About two-thirds of Puerto Rico’s residents are in Medicare and Medicaid, compared to about a third of the mainland population. 

Sanders has made moving to a single-payer health care system—often referred to as a “Medicare for all” approach—a key element in his presidential campaign. And he’s not alone. President Obama, Senate Minority Leader Harry Reid and House Minority Leader Nancy Pelosi all prefer a single-payer system. Oh, and so do 81 percent of Democrats

So how is the Sanders-Obama-Reid-Pelosi health care paradise working out? 

Both Medicare and Medicaid pay doctors, hospitals and other health care providers government-set rates—in other words, price controls. Those reimbursement rates are low on the mainland, but much lower on the island.

According to the New York Times, Medicare pays Puerto Rican doctors about 60 percent of what doctors receive on the mainland. Medicare Advantage pays health plans about 60 percent—before an 11 percent cut in January. 

The Times story says Puerto Rico has lost more than 3,000 doctors in five years. Patients are waiting months to see a doctor. 

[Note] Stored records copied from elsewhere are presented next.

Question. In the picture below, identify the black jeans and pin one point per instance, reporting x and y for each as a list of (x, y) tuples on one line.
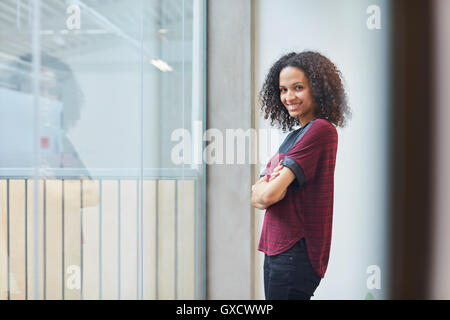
[(289, 275)]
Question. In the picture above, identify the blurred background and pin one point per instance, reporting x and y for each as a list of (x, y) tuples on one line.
[(93, 206)]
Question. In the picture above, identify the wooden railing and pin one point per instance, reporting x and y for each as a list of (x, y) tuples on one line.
[(98, 238)]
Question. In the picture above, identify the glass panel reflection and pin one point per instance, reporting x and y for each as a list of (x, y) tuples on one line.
[(113, 217)]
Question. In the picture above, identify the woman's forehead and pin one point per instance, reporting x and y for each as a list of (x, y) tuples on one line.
[(292, 75)]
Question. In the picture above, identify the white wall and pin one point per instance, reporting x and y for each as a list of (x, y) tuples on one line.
[(338, 30)]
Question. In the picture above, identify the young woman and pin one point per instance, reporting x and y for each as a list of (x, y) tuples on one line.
[(296, 188)]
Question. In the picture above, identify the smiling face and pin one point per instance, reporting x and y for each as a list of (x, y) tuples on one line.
[(295, 94)]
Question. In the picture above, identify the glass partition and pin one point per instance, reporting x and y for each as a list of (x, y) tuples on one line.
[(93, 201)]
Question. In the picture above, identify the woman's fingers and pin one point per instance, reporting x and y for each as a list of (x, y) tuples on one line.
[(273, 176)]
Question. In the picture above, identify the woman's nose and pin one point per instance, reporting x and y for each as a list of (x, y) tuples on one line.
[(290, 96)]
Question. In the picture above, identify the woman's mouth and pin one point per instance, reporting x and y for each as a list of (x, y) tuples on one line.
[(293, 107)]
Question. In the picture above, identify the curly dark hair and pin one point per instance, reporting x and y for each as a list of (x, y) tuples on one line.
[(325, 81)]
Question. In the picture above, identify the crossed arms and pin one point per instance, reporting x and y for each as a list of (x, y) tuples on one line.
[(266, 192)]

And it’s not just doctors who are scarce. “In San Juan, the Puerto Rican capital, beds in hospital emergency rooms line the hallways. There are so few nurses that people often hire their own private nurses during hospital stays,” writes the Times. 

Remember, this a story about the U.S. territory known as Puerto Rico—not communist Cuba. 

Puerto Ricans cited in the story are begging for more government money; $25 billion of Puerto Rico’s $73 billion debt is a result of borrowing for Medicaid spending.  

Many assert that if Medicare and Medicaid paid island providers the same as they paid mainland providers, everything would be fine. 

But that is exactly the issue. When health care is funneled through government coffers there is never enough money to go around. And when politicians are looking to make budget cuts, lower provider reimbursements is one of their favorite options. 

On the mainland, many doctors limit the number of Medicare and especially Medicaid patients they see, which allows them to survive. When almost everyone is on Medicare and Medicaid, limiting those patients may not be a viable option. 

The good news is we don’t have to wait until he is elected to see Sanders’s ideal health care system; we can look at Puerto Rico. The bad news is that’s the system virtually all Democrats really want.